“One crisis is manageable. A concurrent second feels impossible.”
While the country is increasing financial resources focused on deaths related to opioid overdose, examination of alcohol caused fatalities reveals increased harm and morbidity. We examine the challenges facing health authorities as they grapple with this often under resourced population.
Defining The Concurrent State
The current state of consequences from substance misuse reveals a dark reality affecting every major demographic throughout the country (Canada). While money is directed towards improved access to treatment centres, deaths continues to rise.
Most notably, opioid misuse leading to premature death, continues to increase year over year. Between 2016 and 2018, more than 9,000 Canadians lost their lives to overdose, with heavy concentrations in Vancouver BC. Approximately 76% of opioid related deaths were men age 20 to 59. Moreover, anecdotal accounts indicate increased numbers of youth seeking replacement treatment.
Meanwhile, Alcohol related health events continue to increase. Between 2015 and 2016, British Columbia hospital admissions saw nearly 15,000 admissions related to alcohol. Nationally, the rate of admission sits at 239 per 100,000 individuals – BC was 349.

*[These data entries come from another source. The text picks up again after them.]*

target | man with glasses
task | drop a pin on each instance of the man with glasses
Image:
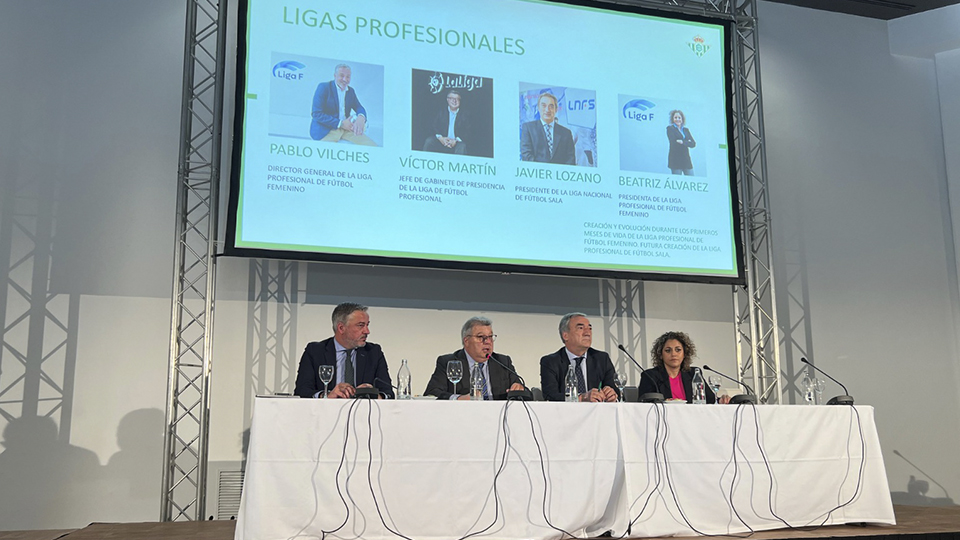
(497, 373)
(596, 376)
(356, 362)
(450, 129)
(544, 140)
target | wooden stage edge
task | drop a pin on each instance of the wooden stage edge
(915, 522)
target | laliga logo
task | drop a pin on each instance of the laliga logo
(637, 110)
(436, 83)
(288, 69)
(698, 46)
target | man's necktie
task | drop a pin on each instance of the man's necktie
(549, 132)
(581, 384)
(348, 375)
(483, 381)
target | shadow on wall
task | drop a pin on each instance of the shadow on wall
(47, 483)
(916, 493)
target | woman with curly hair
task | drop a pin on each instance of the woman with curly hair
(671, 374)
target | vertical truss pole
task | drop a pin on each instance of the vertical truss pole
(272, 330)
(622, 309)
(757, 329)
(186, 440)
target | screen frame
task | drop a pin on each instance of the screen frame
(236, 152)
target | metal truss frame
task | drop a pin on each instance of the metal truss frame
(272, 330)
(622, 310)
(186, 440)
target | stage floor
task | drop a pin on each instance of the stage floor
(917, 522)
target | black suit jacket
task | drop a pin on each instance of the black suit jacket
(657, 380)
(679, 155)
(534, 147)
(370, 366)
(461, 126)
(501, 379)
(554, 367)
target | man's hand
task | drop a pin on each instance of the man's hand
(359, 125)
(368, 385)
(594, 395)
(341, 391)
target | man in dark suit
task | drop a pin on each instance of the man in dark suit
(451, 129)
(498, 375)
(545, 140)
(355, 362)
(337, 113)
(596, 374)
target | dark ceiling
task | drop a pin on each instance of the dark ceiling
(875, 9)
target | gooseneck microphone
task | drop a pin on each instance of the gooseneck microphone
(647, 397)
(845, 399)
(514, 395)
(388, 383)
(751, 397)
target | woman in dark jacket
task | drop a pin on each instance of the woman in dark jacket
(680, 144)
(671, 374)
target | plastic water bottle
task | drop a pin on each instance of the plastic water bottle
(572, 394)
(699, 388)
(404, 381)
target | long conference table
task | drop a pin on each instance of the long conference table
(426, 470)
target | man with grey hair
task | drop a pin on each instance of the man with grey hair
(596, 376)
(356, 362)
(497, 373)
(337, 113)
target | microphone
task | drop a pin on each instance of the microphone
(739, 398)
(514, 395)
(648, 397)
(845, 399)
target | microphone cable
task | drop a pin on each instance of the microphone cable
(316, 494)
(503, 462)
(543, 472)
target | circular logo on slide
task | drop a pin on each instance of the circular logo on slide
(289, 70)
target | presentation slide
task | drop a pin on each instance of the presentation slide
(511, 135)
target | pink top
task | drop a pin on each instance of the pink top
(676, 388)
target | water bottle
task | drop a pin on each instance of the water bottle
(572, 394)
(403, 381)
(476, 378)
(699, 388)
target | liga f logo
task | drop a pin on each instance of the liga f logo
(698, 46)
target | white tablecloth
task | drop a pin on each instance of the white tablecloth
(426, 469)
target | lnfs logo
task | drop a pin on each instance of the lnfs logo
(698, 46)
(638, 110)
(290, 70)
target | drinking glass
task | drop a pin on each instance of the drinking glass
(818, 388)
(326, 375)
(454, 373)
(714, 382)
(807, 385)
(620, 379)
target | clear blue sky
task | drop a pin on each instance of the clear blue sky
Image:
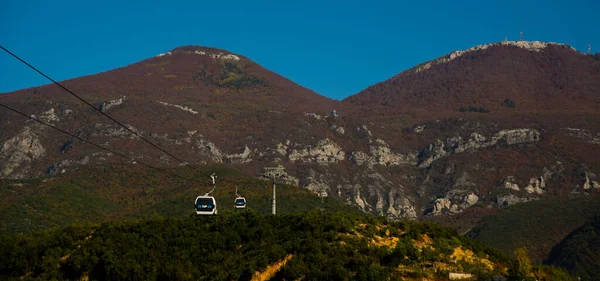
(336, 48)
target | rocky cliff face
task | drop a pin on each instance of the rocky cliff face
(400, 149)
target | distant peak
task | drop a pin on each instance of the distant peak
(202, 51)
(529, 45)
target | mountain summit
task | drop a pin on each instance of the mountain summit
(536, 76)
(480, 129)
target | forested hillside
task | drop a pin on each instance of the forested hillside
(579, 253)
(248, 246)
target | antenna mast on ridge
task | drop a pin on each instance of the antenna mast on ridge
(274, 173)
(214, 185)
(521, 36)
(589, 49)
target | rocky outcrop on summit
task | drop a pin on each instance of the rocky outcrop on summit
(112, 103)
(324, 153)
(528, 45)
(19, 152)
(454, 145)
(381, 154)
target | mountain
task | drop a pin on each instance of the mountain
(480, 129)
(535, 76)
(579, 252)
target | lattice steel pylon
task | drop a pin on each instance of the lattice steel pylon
(274, 173)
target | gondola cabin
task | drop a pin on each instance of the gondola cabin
(205, 205)
(240, 203)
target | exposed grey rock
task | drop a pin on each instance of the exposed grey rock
(440, 205)
(49, 116)
(241, 158)
(583, 134)
(535, 185)
(326, 152)
(382, 155)
(510, 199)
(469, 200)
(453, 145)
(209, 149)
(419, 128)
(399, 206)
(511, 183)
(19, 152)
(106, 105)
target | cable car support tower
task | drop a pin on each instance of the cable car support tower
(274, 173)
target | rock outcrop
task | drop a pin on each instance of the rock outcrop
(454, 145)
(18, 153)
(326, 152)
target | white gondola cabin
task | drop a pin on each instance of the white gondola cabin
(205, 205)
(240, 203)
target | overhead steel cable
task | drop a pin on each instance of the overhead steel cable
(95, 108)
(96, 145)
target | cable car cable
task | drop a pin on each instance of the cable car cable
(96, 145)
(98, 110)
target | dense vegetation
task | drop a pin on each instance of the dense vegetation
(539, 225)
(101, 193)
(579, 253)
(240, 245)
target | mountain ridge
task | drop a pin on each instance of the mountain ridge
(418, 155)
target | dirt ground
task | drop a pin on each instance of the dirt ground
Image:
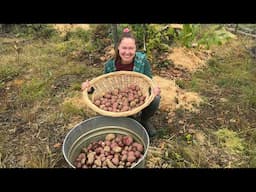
(32, 132)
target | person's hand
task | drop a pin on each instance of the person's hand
(157, 91)
(85, 85)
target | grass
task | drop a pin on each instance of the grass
(39, 112)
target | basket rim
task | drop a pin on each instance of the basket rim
(125, 113)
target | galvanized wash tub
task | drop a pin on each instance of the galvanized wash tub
(97, 128)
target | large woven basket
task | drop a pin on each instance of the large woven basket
(121, 80)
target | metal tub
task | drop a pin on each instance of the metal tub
(97, 128)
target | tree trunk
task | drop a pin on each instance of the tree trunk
(114, 32)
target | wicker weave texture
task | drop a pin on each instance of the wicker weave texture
(121, 80)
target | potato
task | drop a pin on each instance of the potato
(117, 149)
(139, 147)
(110, 137)
(131, 158)
(97, 102)
(127, 140)
(124, 157)
(115, 161)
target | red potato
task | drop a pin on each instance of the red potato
(127, 140)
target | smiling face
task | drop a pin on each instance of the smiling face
(127, 50)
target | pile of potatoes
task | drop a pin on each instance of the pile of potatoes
(116, 151)
(120, 100)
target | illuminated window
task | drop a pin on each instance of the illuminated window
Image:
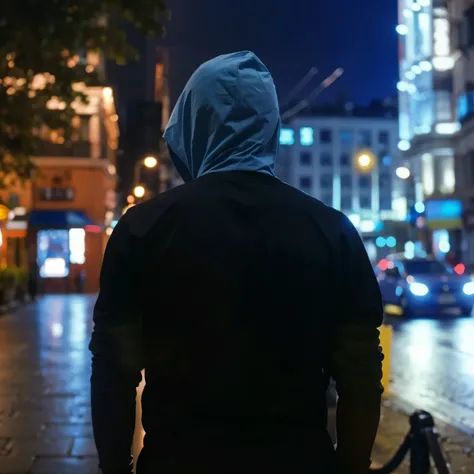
(365, 182)
(427, 174)
(424, 37)
(14, 201)
(345, 137)
(346, 203)
(345, 159)
(365, 202)
(446, 174)
(443, 106)
(306, 136)
(287, 136)
(306, 183)
(77, 246)
(325, 136)
(326, 159)
(385, 203)
(305, 158)
(327, 199)
(326, 181)
(465, 105)
(53, 253)
(364, 138)
(346, 181)
(384, 138)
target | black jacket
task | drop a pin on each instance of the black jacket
(240, 296)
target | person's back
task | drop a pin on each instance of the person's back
(240, 296)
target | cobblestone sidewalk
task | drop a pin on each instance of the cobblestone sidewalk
(458, 446)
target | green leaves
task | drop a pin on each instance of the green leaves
(43, 53)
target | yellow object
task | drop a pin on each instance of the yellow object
(4, 211)
(386, 343)
(393, 310)
(365, 161)
(139, 191)
(150, 162)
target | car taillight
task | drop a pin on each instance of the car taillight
(460, 268)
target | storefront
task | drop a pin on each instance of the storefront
(444, 223)
(68, 247)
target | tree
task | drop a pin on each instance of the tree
(43, 49)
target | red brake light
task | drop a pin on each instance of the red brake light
(460, 269)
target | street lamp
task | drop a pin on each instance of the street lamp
(403, 172)
(365, 161)
(149, 162)
(139, 191)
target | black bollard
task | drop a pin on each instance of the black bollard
(420, 422)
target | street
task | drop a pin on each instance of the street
(45, 423)
(433, 367)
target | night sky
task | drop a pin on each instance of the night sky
(290, 37)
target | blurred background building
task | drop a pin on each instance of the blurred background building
(429, 127)
(57, 224)
(347, 156)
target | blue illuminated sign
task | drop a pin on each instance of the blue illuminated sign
(306, 136)
(287, 136)
(443, 209)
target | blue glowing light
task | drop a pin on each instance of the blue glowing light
(391, 242)
(306, 136)
(287, 136)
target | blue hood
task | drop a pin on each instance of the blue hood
(226, 119)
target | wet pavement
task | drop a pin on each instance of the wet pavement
(433, 367)
(45, 425)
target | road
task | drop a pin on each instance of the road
(45, 423)
(433, 367)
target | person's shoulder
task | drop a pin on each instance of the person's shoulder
(309, 204)
(143, 216)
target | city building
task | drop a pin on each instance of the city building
(58, 223)
(347, 156)
(427, 122)
(142, 124)
(462, 27)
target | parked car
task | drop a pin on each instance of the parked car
(417, 286)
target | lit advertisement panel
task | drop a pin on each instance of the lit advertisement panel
(53, 253)
(444, 214)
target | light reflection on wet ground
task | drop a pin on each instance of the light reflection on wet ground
(433, 367)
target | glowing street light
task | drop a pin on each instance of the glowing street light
(150, 162)
(403, 172)
(139, 191)
(365, 161)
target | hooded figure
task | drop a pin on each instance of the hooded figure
(226, 119)
(240, 297)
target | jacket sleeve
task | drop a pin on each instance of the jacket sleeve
(356, 356)
(116, 355)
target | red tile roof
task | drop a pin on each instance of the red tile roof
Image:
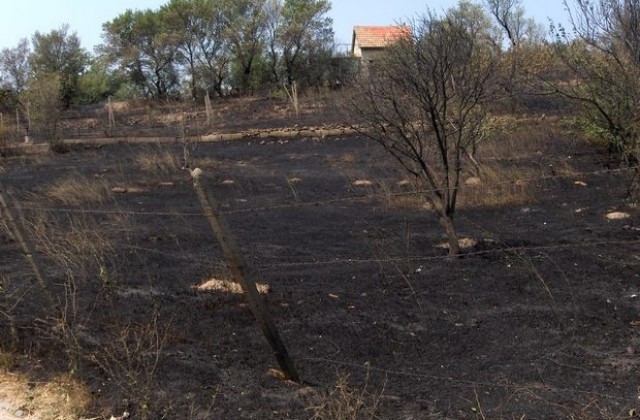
(378, 36)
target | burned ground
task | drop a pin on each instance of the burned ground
(539, 319)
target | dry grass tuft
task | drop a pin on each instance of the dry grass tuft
(158, 161)
(62, 398)
(78, 190)
(227, 286)
(343, 402)
(499, 186)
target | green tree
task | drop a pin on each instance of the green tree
(14, 66)
(300, 36)
(98, 83)
(246, 33)
(201, 26)
(143, 46)
(601, 55)
(59, 52)
(425, 102)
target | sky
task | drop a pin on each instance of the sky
(22, 18)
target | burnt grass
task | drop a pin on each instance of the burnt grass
(540, 319)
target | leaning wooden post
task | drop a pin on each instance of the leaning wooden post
(27, 247)
(238, 267)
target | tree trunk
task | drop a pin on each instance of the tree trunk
(452, 238)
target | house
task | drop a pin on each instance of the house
(371, 40)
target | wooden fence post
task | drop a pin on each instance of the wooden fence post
(239, 270)
(27, 247)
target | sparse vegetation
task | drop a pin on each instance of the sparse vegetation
(129, 308)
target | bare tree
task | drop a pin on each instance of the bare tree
(424, 102)
(14, 65)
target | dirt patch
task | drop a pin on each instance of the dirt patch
(538, 319)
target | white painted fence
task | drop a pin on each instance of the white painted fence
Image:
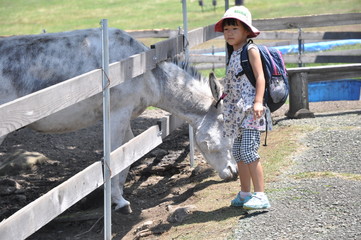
(30, 108)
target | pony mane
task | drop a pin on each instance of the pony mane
(191, 70)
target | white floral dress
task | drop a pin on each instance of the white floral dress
(238, 104)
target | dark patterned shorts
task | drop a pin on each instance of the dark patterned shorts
(245, 147)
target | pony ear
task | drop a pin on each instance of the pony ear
(215, 86)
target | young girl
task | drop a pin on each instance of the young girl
(244, 114)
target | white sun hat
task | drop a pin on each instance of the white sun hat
(242, 14)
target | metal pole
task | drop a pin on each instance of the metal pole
(106, 132)
(186, 53)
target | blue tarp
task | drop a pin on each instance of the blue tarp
(319, 46)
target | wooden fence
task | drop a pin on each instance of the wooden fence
(30, 108)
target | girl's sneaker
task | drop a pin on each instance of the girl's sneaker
(238, 201)
(257, 202)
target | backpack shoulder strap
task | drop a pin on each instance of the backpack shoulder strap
(246, 65)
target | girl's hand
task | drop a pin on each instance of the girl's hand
(257, 110)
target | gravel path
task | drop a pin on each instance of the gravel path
(319, 196)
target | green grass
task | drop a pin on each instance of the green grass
(32, 16)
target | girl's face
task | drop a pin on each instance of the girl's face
(235, 35)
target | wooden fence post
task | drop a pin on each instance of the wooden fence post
(298, 97)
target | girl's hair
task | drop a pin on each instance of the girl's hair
(232, 22)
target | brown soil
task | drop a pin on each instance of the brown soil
(157, 184)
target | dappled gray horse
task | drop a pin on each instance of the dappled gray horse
(30, 63)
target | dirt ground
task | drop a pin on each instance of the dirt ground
(157, 184)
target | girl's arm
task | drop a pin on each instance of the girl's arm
(256, 63)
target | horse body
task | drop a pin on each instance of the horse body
(31, 63)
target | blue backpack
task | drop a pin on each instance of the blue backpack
(277, 87)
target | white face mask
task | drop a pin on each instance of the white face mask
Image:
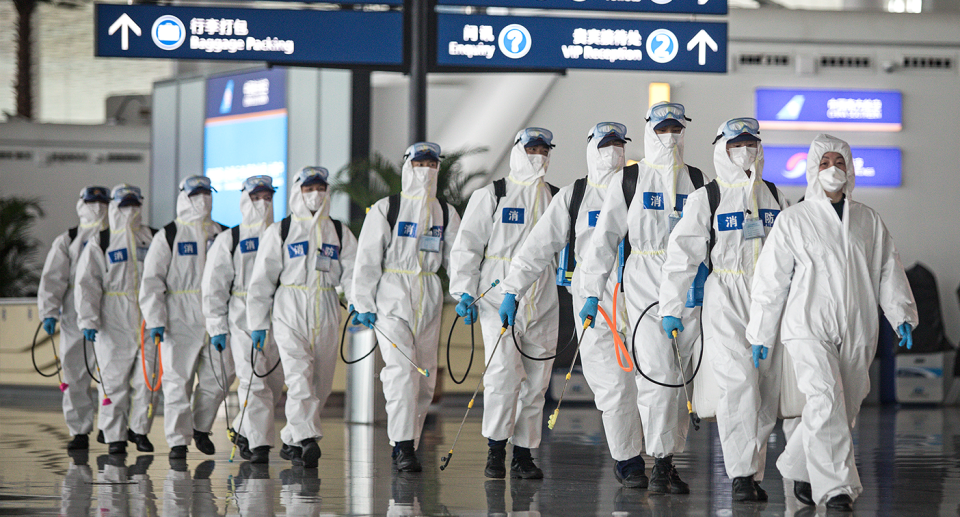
(611, 157)
(202, 203)
(743, 157)
(670, 140)
(314, 200)
(832, 179)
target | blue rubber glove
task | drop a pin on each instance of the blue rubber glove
(50, 325)
(219, 342)
(759, 352)
(259, 337)
(590, 310)
(508, 309)
(671, 323)
(906, 335)
(367, 319)
(465, 311)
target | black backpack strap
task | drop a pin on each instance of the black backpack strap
(713, 197)
(696, 176)
(171, 232)
(285, 228)
(629, 184)
(235, 233)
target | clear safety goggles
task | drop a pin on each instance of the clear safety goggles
(193, 184)
(738, 126)
(255, 184)
(423, 151)
(535, 136)
(95, 194)
(312, 175)
(604, 129)
(667, 110)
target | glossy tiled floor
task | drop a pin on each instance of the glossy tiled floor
(909, 463)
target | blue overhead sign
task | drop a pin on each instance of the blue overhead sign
(635, 6)
(541, 43)
(332, 38)
(829, 110)
(874, 166)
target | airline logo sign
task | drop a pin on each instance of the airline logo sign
(829, 110)
(560, 43)
(273, 35)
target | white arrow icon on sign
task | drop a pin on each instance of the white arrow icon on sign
(125, 24)
(703, 40)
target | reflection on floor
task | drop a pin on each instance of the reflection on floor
(909, 462)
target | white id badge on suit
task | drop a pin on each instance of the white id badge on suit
(674, 219)
(752, 228)
(323, 262)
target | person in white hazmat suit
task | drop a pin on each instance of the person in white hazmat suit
(396, 288)
(492, 230)
(662, 185)
(226, 277)
(55, 301)
(748, 397)
(296, 275)
(170, 300)
(824, 269)
(615, 390)
(108, 279)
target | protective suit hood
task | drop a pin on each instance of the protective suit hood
(729, 172)
(821, 145)
(522, 169)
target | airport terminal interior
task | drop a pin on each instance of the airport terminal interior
(151, 94)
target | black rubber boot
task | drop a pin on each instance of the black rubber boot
(407, 457)
(744, 489)
(522, 465)
(496, 459)
(80, 442)
(260, 455)
(630, 473)
(804, 492)
(178, 452)
(203, 443)
(140, 440)
(840, 503)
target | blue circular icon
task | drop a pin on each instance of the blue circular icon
(514, 41)
(662, 46)
(168, 32)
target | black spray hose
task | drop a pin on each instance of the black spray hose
(473, 348)
(33, 354)
(637, 363)
(343, 338)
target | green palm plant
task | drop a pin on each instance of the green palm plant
(19, 275)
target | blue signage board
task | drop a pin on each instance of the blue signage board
(330, 38)
(829, 110)
(634, 6)
(541, 43)
(245, 134)
(874, 166)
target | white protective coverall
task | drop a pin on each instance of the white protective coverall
(106, 299)
(399, 283)
(170, 298)
(615, 391)
(226, 278)
(306, 307)
(748, 397)
(826, 277)
(55, 299)
(489, 236)
(662, 187)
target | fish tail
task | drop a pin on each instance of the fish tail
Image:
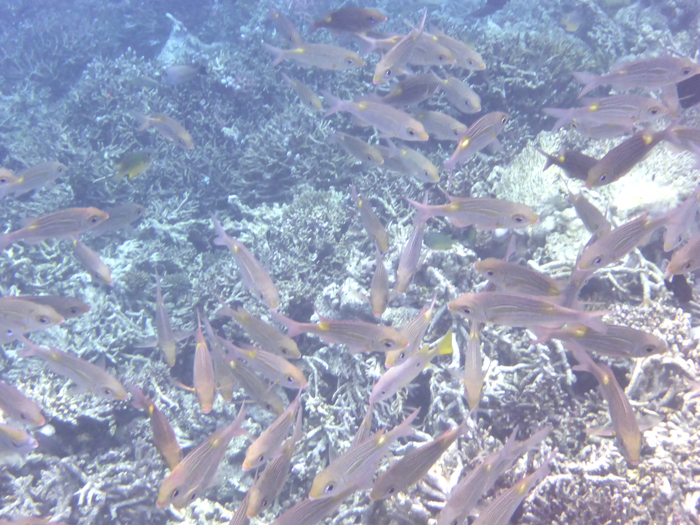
(590, 81)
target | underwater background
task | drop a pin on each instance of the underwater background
(76, 79)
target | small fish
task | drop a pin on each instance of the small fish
(460, 95)
(264, 334)
(19, 407)
(321, 56)
(203, 373)
(164, 330)
(87, 376)
(180, 74)
(285, 27)
(398, 56)
(134, 164)
(622, 158)
(479, 135)
(440, 126)
(414, 465)
(91, 262)
(120, 217)
(305, 93)
(170, 129)
(350, 19)
(253, 275)
(62, 224)
(358, 464)
(484, 213)
(389, 121)
(15, 441)
(163, 434)
(647, 73)
(521, 311)
(358, 336)
(269, 444)
(194, 474)
(373, 226)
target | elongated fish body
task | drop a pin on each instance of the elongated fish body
(484, 213)
(621, 159)
(321, 56)
(195, 473)
(411, 468)
(391, 122)
(521, 311)
(254, 276)
(621, 412)
(373, 226)
(647, 73)
(501, 509)
(62, 224)
(19, 407)
(164, 331)
(264, 334)
(163, 434)
(87, 376)
(482, 133)
(357, 465)
(440, 126)
(358, 336)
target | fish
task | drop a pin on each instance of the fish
(501, 509)
(460, 95)
(163, 434)
(412, 90)
(357, 465)
(371, 223)
(181, 73)
(621, 412)
(618, 341)
(269, 444)
(188, 480)
(365, 153)
(440, 126)
(647, 73)
(321, 56)
(401, 375)
(169, 128)
(358, 336)
(120, 217)
(484, 213)
(522, 311)
(615, 244)
(164, 330)
(134, 164)
(414, 465)
(306, 95)
(87, 377)
(264, 334)
(389, 121)
(33, 178)
(622, 158)
(350, 19)
(574, 164)
(91, 262)
(398, 56)
(19, 407)
(15, 441)
(285, 27)
(62, 224)
(253, 275)
(516, 278)
(479, 135)
(203, 373)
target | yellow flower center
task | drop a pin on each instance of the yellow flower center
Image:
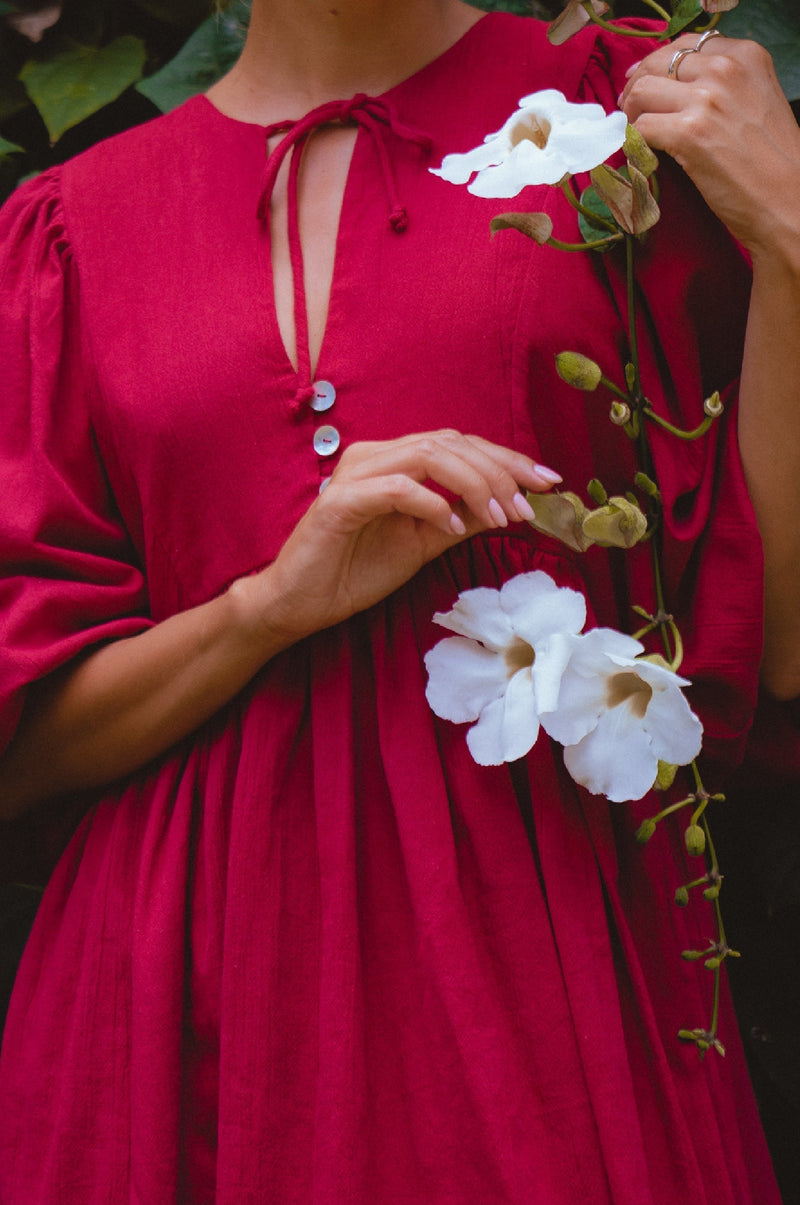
(518, 656)
(530, 128)
(629, 688)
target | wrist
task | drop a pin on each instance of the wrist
(258, 616)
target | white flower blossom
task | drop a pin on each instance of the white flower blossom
(546, 139)
(505, 663)
(618, 715)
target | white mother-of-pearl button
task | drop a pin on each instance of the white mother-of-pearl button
(327, 440)
(324, 395)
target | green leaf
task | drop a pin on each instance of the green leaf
(210, 52)
(9, 147)
(776, 25)
(80, 80)
(589, 200)
(684, 13)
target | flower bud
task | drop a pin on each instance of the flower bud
(637, 152)
(645, 832)
(535, 225)
(695, 840)
(618, 524)
(596, 492)
(629, 198)
(578, 370)
(562, 516)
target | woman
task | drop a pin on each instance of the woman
(303, 948)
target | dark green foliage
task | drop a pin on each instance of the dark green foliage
(109, 64)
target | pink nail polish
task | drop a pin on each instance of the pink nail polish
(498, 513)
(547, 475)
(523, 507)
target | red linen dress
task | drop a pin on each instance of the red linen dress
(316, 953)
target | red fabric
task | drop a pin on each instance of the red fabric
(316, 954)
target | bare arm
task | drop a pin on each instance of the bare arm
(371, 529)
(728, 124)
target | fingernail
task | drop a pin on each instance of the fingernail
(524, 510)
(548, 475)
(498, 513)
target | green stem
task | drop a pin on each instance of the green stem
(615, 388)
(676, 430)
(633, 338)
(657, 9)
(616, 29)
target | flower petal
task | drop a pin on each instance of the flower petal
(537, 607)
(463, 679)
(616, 758)
(458, 168)
(478, 615)
(675, 730)
(507, 727)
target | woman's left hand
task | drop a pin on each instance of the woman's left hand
(727, 122)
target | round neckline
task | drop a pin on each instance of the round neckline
(458, 45)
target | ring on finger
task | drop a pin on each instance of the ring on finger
(677, 58)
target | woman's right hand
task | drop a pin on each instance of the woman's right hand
(378, 521)
(111, 711)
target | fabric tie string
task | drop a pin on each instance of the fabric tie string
(378, 119)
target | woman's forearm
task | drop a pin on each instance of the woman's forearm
(128, 701)
(370, 532)
(769, 433)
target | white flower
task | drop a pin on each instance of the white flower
(505, 663)
(546, 139)
(618, 716)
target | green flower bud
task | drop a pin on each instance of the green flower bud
(639, 153)
(695, 840)
(578, 370)
(645, 832)
(596, 492)
(665, 776)
(562, 516)
(629, 198)
(618, 524)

Opioids Crisis and Clinical Burnout
While the opioid crisis methodically marches forward affecting every sector of society, the use of alcohol continues to account for substantial emergency room visits and deaths. We diligently focus on to abate one problem at the cost of another.
Substance misuse clinicians note the overwhelming nature of working in the current overdose crisis affecting much of the United States and Canada. Yes, we are able to acknowledge the dangers of excessive alcohol consumption. However, clinicians are unable to shift focus due to care provider burnout. Therefore, what are our options?
Primary Care Integrated Team Model for ORT
In order to address the concurrent opioid/alcohol crisis, a broad biopsychosocial-spiritual approach is recommended. This means increasing the access and ease of flow into primary care clinics able to address the problem from an integrated model of care. This means that treatment teams must include Addictions Physicians, Nurse Practitioners, Mental Health Clinicians, and support staff.
In Canada, primary care settings with an addiction focus, are managed by local health authorities centred in proximity to vulnerable populations. This popular model often provides Opioid Replacement Therapy (ORT) to dependent individuals. It is arguably the most powerful lifesaving approach to care when organized as low barrier entry for the most marginalized and chaotic clients.
Primary Care Integrated Expansion for Alcoholism
In order to address alcohol misuse, an integrated primary care model should be considered a priority approach by health authorities. Currently, patients presenting to emergency departments are treated and discharged with no clear connection to community programs other than AA//NA. While many patients have a family physician on record, examination of the quality of this connection is often overlooked.
However, we should consider training as a current barrier to this proposal. Individuals presenting with alcohol misuse often present with complicated medical challenges requiring deeper integration in the clients care home. Mental Health Clinicians also need additional education (controlled drinking, Motivational Interviewing, etc.), and mentoring supports to navigate the complicated nature of patient concerns.
Health Authority Refocus
The current system is robust. Nevertheless, burnout, as indicated at the beginning of this article, is a priority concern for implementation. Simply building a system with expanded mandates will, in the end, increase caseload and burnout, thus decreasing essential quality.
Health authorities should organize care with increased personnel resources (FTEs). It is critical to hire in new staff with population experience, while bringing current staff up to speed through ongoing mentorship and training.